2. It is advisable to give juice to the child when he is already receiving other products of complementary foods. Juice can be given in a small amount (80-100 ml under the age of 1 year), making sure that the baby drinks enough breast milk (milk formula in the case of artificial feeding). Juices do not need to be diluted with water and sugar is added.
3. Starting from 6 months it is necessary to help the child learn to drink from a cup.
4. It is not recommended to use any type of tea (black, green, herbal) and coffee up to two years. These drinks interfere with the absorption of iron. After two years of age, you should avoid drinking tea while eating.
1. It is recommended to give the child soft cottage cheese (from 6 months).
2. Do not give the child whole undiluted cow or goat milk up to 9 months of age, and preferably up to 1 year. Diluted cow’s milk can be used to prepare complementary foods.

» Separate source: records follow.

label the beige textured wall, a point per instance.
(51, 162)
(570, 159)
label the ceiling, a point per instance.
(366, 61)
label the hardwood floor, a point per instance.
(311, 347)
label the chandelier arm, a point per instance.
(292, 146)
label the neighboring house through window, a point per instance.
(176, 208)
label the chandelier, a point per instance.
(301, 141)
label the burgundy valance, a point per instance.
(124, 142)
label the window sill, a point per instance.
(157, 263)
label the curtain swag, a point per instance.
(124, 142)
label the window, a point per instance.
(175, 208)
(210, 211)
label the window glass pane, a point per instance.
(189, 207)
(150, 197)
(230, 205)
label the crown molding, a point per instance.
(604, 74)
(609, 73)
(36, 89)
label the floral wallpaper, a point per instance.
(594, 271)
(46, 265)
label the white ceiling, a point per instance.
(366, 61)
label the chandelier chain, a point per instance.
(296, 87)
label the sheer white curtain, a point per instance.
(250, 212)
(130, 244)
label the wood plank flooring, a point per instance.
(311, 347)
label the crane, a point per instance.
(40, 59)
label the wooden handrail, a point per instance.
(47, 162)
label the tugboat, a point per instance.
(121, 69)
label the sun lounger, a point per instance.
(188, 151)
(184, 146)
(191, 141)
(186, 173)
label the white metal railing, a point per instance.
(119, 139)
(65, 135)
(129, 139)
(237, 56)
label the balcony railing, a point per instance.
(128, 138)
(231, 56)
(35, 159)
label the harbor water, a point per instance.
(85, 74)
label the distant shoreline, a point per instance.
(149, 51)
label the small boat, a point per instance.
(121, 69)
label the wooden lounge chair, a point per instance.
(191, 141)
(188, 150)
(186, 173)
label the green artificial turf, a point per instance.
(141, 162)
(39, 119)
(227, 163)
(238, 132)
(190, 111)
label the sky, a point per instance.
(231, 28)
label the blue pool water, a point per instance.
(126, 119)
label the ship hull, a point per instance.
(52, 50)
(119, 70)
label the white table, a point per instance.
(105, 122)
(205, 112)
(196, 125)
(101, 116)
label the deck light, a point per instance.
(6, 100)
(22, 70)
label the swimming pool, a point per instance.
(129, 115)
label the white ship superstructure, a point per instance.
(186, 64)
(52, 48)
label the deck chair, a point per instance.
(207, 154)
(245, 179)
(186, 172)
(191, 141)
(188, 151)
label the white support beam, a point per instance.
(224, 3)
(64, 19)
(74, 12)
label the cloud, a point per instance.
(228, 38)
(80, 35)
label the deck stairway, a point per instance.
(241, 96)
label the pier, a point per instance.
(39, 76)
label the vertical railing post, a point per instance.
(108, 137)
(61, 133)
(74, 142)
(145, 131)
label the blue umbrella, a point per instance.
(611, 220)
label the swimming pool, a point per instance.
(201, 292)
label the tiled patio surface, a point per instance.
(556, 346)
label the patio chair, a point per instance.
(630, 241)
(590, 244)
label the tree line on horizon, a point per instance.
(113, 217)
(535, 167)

3. It is not recommended to feed the child exclusively with goat’s milk, in particular due to the risk of folic deficiency anemia.
The frequency of administration of complementary foods
A child under the age of 8 months should receive complementary foods 3 times a day, at the age of 9-11 months, 4 times a day. At the age of 1 year, the child should receive a variety of complementary foods from each group of products, be able to drink from a cup.